Lexico-Morphology

TAN-LM files are used to associate words or word fragments with lexemes and morphological categories. They are intended primarily to facilitate research that depends upon alignments, but they can be valuable on their own, whether or not there are other versions or alignments.

These files rely upon the grammatical rules defined for a given language in a TAN-mor file. Therefore this section should be read in close conjunction with its companion: the section called “Morphological Concepts and Patterns (TAN-mor)”).

TAN-LM files are assumed to be applicable to texts in languages whose vocabulary lends itself to grammatical and lexicographical analysis. The two areas are interrelated but independent. If you wish, your TAN-LM file may contain only lexemes or only morphological analyses.

As an editor of a TAN-LM file you should understand the vocabulary and grammar of the languages you have picked. You should have a good sense of the rules established by the lexical and grammatical authorities you have chosen to follow. You should be familiar with the conventions and assumptions of the TAN-mor files you have adopted.

Although you must assume the point of view of a particular grammar and lexicon, you need not define those authorities, nor hold to a single one. In addition, you may bring to lexical analysis your own expertise and supply lexical headwords unattested in printed authorities.

Although TAN-LM files are simple, they can be laborious to write and edit, more than other types of TAN files. They can also be hard to read if the underlying TAN-mor files use cryptic codes. It is customary for an editor of a TAN-LM file to use tools to help create and edit the data.

The root element of a lexico-morphological file is TAN-LM.

TAN-LM files are either source-specific or language-specific. In the case of the former, <source> points to the one and only TAN-T(EI) file that is the object of analysis. In the case of the latter, <for-lang> is used to indicate the languages that are covered.

[Note]Note

If the language-specific option is exercised, the file must point to TAN-LM-lang schema files. See the section called “Overall Structure (root)”.

<declarations> takes the elements common to class 2 files (see the section called “Class 2 Metadata (<head>)”. It takes two other elements unique to TAN-LM: <lexicon> (optional) and <morphology> (mandatory). Any number of lexica and morphologies may be declared; the order is inconsequential.

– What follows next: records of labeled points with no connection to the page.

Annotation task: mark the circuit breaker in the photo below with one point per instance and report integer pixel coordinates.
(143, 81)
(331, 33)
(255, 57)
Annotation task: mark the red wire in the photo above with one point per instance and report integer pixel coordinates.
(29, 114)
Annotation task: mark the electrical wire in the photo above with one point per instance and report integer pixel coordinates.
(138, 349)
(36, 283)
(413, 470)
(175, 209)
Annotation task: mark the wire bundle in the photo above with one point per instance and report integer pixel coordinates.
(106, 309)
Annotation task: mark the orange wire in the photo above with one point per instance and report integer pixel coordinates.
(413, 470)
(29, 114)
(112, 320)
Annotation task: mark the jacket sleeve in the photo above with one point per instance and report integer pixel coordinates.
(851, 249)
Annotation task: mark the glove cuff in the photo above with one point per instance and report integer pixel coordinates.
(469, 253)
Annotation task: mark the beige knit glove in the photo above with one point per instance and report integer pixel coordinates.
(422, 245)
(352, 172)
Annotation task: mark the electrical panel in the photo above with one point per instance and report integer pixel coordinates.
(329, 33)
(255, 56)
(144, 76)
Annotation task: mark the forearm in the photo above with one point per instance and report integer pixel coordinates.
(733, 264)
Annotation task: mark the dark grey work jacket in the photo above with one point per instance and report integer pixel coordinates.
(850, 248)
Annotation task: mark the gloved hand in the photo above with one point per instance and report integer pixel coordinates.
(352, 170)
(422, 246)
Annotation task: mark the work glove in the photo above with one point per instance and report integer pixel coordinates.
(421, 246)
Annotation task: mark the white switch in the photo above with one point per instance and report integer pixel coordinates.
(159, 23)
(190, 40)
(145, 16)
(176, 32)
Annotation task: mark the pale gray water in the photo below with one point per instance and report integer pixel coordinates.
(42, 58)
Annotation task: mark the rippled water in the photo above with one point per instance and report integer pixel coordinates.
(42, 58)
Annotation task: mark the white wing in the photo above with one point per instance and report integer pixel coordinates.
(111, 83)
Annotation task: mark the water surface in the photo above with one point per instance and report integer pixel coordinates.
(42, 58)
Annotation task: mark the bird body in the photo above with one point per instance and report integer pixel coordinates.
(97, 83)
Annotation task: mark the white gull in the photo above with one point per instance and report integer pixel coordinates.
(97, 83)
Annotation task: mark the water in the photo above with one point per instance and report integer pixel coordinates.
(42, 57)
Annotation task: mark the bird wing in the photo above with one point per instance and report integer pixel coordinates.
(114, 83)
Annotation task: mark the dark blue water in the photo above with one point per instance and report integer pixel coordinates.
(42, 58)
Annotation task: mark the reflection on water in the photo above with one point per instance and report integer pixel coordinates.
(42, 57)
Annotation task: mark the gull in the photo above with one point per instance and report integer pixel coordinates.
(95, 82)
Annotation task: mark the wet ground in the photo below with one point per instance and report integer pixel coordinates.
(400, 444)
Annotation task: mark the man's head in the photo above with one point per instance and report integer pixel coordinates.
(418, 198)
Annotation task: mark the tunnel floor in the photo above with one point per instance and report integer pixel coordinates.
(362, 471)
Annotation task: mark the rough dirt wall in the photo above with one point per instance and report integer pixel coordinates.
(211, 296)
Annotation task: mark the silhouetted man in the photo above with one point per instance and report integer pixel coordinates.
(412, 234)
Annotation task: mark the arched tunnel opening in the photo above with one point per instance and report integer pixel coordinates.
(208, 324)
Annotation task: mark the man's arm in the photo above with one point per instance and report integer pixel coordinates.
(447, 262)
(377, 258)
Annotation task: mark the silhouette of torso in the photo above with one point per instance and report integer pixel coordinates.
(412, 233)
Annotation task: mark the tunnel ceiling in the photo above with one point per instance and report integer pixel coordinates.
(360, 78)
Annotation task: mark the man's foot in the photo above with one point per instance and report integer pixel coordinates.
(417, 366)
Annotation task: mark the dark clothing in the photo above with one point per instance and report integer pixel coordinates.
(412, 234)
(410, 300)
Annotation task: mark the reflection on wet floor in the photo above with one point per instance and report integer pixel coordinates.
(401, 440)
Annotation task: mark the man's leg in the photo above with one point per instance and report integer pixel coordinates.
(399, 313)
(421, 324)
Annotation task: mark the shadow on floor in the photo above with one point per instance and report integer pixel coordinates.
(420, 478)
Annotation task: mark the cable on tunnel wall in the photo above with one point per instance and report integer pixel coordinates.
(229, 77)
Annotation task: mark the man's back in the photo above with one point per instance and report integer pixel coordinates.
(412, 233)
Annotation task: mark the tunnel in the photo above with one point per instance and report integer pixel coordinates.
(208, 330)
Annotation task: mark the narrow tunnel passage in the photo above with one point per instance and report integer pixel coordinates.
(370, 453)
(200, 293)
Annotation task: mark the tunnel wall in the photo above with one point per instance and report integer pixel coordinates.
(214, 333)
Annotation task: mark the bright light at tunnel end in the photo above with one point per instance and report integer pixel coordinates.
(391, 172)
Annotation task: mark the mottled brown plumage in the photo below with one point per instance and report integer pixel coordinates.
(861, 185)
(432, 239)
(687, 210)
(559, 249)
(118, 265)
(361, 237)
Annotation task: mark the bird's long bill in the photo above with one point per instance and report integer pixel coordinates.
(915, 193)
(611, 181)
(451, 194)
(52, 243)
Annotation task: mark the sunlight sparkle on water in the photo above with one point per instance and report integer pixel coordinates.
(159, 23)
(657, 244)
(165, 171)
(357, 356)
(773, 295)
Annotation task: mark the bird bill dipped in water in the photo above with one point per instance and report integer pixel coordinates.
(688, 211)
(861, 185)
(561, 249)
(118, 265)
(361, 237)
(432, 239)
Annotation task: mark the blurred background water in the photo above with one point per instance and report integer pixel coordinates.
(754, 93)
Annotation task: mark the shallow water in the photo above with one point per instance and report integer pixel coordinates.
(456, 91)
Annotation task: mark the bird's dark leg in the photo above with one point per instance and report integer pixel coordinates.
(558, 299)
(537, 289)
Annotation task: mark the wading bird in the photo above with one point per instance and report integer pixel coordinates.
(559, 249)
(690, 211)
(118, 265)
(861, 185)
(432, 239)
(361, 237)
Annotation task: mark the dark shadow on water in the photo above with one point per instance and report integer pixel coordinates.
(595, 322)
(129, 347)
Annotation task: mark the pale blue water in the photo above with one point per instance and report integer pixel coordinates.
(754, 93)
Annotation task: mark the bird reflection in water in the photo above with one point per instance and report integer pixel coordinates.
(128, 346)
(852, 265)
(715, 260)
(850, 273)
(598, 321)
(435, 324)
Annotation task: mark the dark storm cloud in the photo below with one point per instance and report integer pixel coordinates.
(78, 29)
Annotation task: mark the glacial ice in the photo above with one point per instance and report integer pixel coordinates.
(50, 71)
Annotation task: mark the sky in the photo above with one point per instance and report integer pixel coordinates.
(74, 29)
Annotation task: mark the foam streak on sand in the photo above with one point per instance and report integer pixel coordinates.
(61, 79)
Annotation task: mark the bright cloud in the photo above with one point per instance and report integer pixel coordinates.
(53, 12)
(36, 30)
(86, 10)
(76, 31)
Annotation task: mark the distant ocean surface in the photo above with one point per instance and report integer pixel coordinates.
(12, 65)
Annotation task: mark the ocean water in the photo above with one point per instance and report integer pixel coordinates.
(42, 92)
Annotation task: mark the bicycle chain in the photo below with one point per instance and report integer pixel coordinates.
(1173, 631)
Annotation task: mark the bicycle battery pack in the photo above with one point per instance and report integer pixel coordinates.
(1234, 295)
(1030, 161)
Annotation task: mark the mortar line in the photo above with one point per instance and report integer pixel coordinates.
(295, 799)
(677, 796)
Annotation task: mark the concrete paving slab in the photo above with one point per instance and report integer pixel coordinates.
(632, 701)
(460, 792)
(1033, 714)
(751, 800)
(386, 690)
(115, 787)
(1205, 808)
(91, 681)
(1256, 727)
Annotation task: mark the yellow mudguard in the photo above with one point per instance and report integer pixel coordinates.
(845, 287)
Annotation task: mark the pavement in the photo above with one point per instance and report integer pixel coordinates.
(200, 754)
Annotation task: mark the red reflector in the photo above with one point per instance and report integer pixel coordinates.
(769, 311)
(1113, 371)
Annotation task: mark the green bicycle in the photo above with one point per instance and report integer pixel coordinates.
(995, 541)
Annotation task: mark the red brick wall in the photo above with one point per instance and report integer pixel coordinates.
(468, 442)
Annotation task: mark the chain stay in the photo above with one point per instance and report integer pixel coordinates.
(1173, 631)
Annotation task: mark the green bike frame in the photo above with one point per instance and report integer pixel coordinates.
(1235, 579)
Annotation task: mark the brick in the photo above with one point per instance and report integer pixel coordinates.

There is, at present, no TAN format for lexica and dictionaries, although this may change in the future. So even if a digital form of a dictionary is identified through the the section called “Digital Entity Metadata Pattern”, no validation tests will be performed.

You may find a non-TAN lexical model to be a suitable supplement to any TAN collections you develop. The TEI supports dictionary encoding, and the Lexical Markup Framework, an ISO standard (ISO-24613:2008), has defined a data model for lexicons and dictionaries. The former is geared toward philology and the latter toward linguistics. You may also devise your own format if neither of these support aspects of lexicology that you find important.

Because you or other TAN-LM editors are likely to be authorities in your own right, <agent> can be treated as if a <lexicon>, and be referred to by @lexicon in the <body> .

The <body> of a TAN-LM file takes, in addition to the customary optional attributes found in other TAN files (see @in-progress and the section called “Edit Stamp”), @lexicon and @morphology, to specify the default lexicon and grammar for the file. @lexicon may point either to a <lexicon> id or to an <agent> id (when someone editing the TAN file is an authority).

<body> has only one type of child: one or more <ana>s (short for analysis), each of which matches one or more tokens (<tok>) to one or more lexemes or morphological assertions (<lm>, which takes <l>s and <m>s).

If due to tokenization a linguistic token must occupy more than one <tok>, you may use @cont to group <tok>s together.

Elements within an <ana> are distributed, to allow economically sized files. That is, every combination of <l> and <m> (governed by <lm>) is asserted to be true for every <tok>.

Many TAN-LM files will be populated by a stylesheet or other algorithm that automatically calculate the possible morphological values of each token, for example, "down" being marked as an adjective, an adverb, a noun, and a verb. In this case, you does not wish to claim that a word really is every combination generated. But you do wish to leave open the possibility for cases where such ambiguity must be expressed (e.g., "down" in "Get down off a duck." being equally a noun and adverb). It is advised that automatically calculated results always include @cert with weighted values that sum to 1 for each token.